Interannual Glacier Variability and Accelerated Albedo Decline in Northeastern Tibetan Plateau: Multidecadal Remote Sensing Insights (1986–2024)
Abstract
Mountain glaciers are key indicators of climate change, with their retreat and surface albedo variations exerting significant impacts on regional water resources and surface energy balance. This study introduces an innovative machine-learning framework that combines high-resolution Landsat imagery with moderate-resolution imaging spectroradiometer-derived albedo products to enable precise annual glacier boundary extraction and comprehensive assessment of long-term glacier surface albedo dynamics.
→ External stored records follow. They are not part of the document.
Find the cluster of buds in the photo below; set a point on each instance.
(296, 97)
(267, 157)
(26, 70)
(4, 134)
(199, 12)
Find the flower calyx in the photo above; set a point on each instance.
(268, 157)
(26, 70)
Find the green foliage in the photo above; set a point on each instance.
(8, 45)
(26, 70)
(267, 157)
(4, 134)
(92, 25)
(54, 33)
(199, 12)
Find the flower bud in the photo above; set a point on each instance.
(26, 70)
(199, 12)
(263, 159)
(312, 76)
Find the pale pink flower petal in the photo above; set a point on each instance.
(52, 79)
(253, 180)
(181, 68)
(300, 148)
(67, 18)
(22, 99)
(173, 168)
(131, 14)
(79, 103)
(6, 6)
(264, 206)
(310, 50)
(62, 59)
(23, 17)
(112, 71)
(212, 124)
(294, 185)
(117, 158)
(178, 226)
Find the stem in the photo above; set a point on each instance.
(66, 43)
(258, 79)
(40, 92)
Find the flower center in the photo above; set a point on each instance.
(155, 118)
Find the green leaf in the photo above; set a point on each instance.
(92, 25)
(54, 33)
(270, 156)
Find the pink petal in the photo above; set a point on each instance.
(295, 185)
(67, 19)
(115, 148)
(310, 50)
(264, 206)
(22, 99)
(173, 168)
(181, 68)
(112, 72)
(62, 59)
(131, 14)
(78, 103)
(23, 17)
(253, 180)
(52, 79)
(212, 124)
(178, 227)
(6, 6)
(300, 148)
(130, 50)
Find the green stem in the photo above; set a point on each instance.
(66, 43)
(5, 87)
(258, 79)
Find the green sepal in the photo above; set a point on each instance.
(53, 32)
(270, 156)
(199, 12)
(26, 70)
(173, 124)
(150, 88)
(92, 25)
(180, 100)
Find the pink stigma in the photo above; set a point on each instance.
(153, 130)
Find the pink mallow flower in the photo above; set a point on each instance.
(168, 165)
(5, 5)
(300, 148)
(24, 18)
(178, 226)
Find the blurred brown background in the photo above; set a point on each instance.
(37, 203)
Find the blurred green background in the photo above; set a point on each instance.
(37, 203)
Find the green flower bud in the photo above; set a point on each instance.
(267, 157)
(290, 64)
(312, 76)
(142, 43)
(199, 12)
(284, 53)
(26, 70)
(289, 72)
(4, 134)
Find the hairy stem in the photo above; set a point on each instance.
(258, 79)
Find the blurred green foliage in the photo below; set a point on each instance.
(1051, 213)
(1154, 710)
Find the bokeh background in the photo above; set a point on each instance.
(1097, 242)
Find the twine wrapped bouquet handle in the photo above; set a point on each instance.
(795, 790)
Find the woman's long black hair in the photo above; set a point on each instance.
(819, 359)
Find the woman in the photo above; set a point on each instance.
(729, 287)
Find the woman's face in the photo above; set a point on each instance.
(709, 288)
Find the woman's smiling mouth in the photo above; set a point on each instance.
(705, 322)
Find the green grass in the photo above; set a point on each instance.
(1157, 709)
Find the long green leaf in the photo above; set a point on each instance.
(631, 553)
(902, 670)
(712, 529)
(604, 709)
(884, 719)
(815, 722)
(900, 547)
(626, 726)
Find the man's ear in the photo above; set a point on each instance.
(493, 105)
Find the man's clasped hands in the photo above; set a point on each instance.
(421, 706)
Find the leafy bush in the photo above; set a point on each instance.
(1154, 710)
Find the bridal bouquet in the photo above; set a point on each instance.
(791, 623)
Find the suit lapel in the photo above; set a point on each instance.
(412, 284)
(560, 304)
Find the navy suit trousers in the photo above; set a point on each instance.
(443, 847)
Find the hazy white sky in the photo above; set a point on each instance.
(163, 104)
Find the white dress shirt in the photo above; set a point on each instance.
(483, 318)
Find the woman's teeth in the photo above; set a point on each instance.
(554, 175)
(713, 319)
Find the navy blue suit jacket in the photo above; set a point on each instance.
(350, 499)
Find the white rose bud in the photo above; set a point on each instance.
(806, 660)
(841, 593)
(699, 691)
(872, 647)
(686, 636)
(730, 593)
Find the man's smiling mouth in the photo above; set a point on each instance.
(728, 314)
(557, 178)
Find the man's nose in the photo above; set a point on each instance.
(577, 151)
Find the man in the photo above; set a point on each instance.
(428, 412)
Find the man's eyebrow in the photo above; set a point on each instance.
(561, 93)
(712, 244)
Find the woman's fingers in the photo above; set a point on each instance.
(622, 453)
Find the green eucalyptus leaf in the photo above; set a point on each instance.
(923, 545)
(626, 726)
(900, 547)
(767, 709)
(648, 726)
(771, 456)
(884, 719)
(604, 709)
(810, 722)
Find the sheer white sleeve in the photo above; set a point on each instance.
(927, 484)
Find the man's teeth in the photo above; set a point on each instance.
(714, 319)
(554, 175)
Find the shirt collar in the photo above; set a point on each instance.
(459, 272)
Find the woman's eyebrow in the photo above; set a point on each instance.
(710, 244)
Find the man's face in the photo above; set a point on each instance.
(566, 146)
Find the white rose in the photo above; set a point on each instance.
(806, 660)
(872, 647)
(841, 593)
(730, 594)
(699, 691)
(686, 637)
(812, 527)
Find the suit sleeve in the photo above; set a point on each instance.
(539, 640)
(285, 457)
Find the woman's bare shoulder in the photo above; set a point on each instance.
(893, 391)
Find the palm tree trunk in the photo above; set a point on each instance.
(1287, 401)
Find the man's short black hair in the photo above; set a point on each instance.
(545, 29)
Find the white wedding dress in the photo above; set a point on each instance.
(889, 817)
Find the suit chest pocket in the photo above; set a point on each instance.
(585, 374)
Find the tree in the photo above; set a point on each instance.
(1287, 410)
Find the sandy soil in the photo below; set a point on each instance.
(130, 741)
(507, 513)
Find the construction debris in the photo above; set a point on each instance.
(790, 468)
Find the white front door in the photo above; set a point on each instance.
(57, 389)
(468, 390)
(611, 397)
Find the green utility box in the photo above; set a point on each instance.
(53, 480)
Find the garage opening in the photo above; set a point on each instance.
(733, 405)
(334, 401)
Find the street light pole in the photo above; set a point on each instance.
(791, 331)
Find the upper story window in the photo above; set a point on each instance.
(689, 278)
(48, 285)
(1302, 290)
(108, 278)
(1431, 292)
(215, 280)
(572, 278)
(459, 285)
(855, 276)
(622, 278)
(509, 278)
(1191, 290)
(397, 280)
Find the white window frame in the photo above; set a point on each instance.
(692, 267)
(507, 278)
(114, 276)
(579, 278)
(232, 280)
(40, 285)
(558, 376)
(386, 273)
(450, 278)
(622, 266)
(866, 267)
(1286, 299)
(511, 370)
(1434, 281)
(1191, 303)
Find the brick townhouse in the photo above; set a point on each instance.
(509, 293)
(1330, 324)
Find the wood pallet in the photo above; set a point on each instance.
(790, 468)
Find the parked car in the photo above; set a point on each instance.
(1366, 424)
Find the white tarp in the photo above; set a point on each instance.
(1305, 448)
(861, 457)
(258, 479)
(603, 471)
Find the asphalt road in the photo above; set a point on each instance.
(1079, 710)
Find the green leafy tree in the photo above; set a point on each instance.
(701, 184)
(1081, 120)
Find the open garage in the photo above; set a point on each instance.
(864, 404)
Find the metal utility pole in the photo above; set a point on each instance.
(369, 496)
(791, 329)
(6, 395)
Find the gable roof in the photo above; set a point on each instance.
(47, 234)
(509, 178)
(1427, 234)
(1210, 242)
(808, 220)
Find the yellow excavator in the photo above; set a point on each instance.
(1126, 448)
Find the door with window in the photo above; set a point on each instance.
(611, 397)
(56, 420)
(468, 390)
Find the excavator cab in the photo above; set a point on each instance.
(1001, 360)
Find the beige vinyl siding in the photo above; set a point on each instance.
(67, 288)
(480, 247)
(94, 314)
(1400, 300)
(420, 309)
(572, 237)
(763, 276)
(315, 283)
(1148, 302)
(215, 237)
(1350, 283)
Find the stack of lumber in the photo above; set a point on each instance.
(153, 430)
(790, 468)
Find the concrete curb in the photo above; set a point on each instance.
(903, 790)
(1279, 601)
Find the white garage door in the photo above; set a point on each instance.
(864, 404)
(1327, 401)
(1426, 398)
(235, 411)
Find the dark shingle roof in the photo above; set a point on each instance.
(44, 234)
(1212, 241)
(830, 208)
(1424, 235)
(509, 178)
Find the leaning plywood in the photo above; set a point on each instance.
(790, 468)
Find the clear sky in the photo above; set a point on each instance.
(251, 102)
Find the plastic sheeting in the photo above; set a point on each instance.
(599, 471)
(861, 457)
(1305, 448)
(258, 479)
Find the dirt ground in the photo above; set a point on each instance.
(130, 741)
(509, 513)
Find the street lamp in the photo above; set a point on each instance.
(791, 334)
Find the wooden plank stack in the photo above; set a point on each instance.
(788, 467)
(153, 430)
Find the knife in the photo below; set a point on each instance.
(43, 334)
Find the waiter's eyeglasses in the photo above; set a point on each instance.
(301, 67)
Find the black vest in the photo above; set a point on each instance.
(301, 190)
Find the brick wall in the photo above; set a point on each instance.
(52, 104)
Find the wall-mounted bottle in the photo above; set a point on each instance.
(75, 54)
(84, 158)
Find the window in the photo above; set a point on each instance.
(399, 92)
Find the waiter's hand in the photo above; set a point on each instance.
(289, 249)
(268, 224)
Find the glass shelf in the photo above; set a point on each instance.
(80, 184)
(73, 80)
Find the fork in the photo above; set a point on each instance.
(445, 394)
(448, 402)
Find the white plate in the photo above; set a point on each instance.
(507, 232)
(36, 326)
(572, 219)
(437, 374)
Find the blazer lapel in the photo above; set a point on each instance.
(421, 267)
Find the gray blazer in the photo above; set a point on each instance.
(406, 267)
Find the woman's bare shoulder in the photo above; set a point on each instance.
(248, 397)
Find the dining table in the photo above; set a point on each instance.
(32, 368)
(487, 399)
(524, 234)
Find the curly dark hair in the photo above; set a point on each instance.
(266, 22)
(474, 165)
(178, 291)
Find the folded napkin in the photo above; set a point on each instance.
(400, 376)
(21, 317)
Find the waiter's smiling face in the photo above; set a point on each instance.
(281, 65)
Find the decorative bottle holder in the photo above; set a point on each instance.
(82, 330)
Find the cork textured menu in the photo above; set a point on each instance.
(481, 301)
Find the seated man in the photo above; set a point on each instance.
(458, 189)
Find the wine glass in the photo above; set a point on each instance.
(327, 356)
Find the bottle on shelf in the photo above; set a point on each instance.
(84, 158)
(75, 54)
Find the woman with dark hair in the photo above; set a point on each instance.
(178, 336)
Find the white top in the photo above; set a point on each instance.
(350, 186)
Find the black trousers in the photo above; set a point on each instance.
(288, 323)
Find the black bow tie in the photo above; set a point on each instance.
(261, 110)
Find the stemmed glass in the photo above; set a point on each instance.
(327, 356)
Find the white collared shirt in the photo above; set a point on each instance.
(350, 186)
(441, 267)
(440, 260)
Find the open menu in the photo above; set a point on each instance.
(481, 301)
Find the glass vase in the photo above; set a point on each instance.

Applying this approach to the Qilian Mountains National Park (QMNP), we achieve a boundary delineation accuracy of 98.65%, with a Kappa coefficient of 0.98, outperforming the conventional methods and exhibiting consistency exceeding 90% when benchmarked against the Randolph Glacier Inventory V7.0 dataset. Since 1986, QMNP glaciers have undergone significant retreat, losing 686.27 km2 (40.03%) of their total area, with the mean glacier size decreasing from 0.81 to 0.65 km2, and over 500 small- to medium-sized glaciers (≤1 km2) disappearing entirely. Notably, a pronounced decline in glacier surface albedo has been observed since 2019, coinciding with the rapid expansion of debris-covered glaciers, which have surged by more than 12-fold since 1986. Our analysis reveals a strong negative correlation between air temperature and both glacier extent and surface albedo, highlighting air temperature as the dominant driver of glacier retreat and albedo degradation. In contrast, the influence of precipitation is weaker and more variable, suggesting a more complex role in glacier mass balance. These findings provide critical insights into glacier–climate interactions and their cascading effects on hydrological systems, offering a transferable framework for global assessments of glacier change and climate responses.